You can save yourself some hassle by making the top an elastic casing but leaving a gap to then thread the elastic through after you’ve stitched the waistband and then seal up the gap to close, that way you don’t have to try and stretch the band and not the fabric while stitching
What do we call these type of shorts? When u had placed thoes shorts flat on the surface of table, its legs or inseams were crossing over each other. While other kind of shorts inseams go away from each other. What do we call this pattern of stiching or what kind of shorts are they?
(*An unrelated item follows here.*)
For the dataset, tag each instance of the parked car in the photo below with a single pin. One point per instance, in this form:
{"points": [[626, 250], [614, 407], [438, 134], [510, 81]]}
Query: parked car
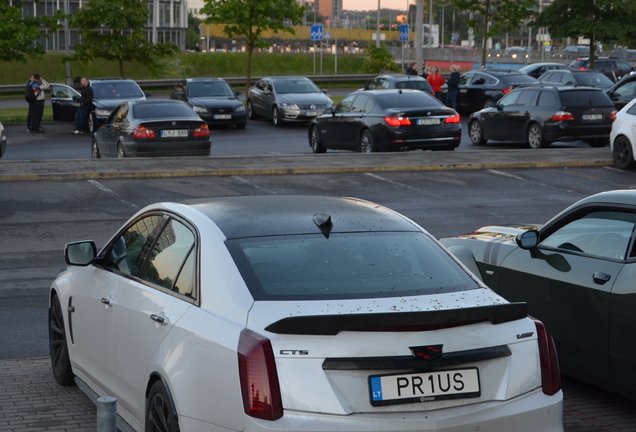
{"points": [[479, 88], [213, 100], [535, 70], [613, 68], [623, 137], [221, 313], [623, 91], [152, 128], [286, 99], [540, 115], [400, 81], [576, 273], [107, 94], [386, 120], [3, 141], [584, 77]]}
I think if you trace shorts like this, you need to add like 1/4 in to 1/2 at least in the top and bottom, but I suspect all the way around to account for the hem of each time you sew it. So, if you were to remove the hem at the top and bottom of the old pair and account for where the fabric comes together in the legs and crotch they’d be bigger for you to trace.
Hello, did you allow for the seam only on the left side of the second pattern ? Is that right? And how much? Also what other seem allowance did take into account? Bottom and waist band?
Hello, thanks so much for your question! What seems like measuring a seam allowance on the back part is actually just adding the width of the wider back part which is folded up and hidden. I made the pattern without seam allowance adding it later the sides seam allowance was about 1cm. Bottom seam allowance is about 3cm and the top seam allowance is about the width of your elastic. Hope that helps, happy sewing!